Se sintió… desafiada.

—No sé en quién me convertiré —dijo.

Luca se acercó de nuevo.

—Esa es la cuestión.

Su respiración se calmó. —Al principio no te reconocerás —continuó.

Su voz bajó un poco.

—Y ellos tampoco.

Algo cambió en su interior.

No de forma repentina.

No violenta.

Pero sí permanentemente.

—Empieza mañana —dijo.

Ella asintió lentamente.

Luego vaciló.

—Espera.

Él hizo una pausa.

La miró.

—¿Qué significa esto para ti? —preguntó ella.

Silencio.

Más largo esta vez.

Entonces…

Luca dijo:

—Un comienzo.

Pero sus ojos contaban una historia diferente.

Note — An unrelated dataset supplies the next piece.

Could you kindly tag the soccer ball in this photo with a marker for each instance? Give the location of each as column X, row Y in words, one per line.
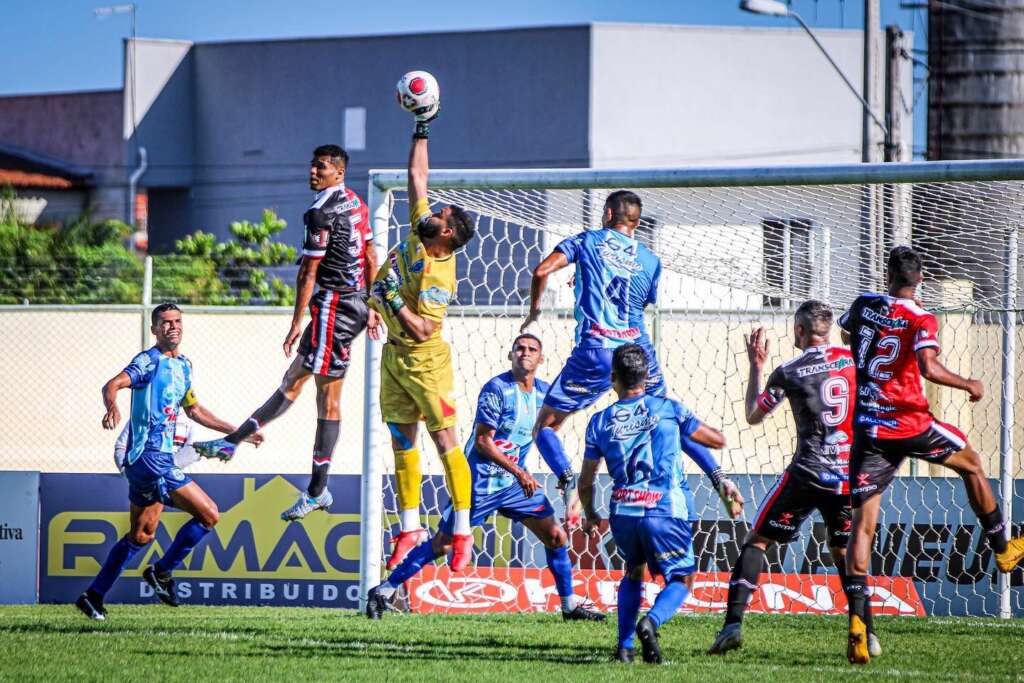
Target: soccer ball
column 419, row 93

Una que ella aún no comprendía del todo.

Cuando Alessia volvió al ascensor esa noche…

Se miró de nuevo en el espejo.

Pero esta vez…

No vio a la mujer que había dejado atrás.

Vio algo más.

Algo que se estaba formando.

Algo peligroso.

Algo desconocido.

Y por primera vez en mucho tiempo…

No le tenía miedo.

Estaba lista para convertirse en una.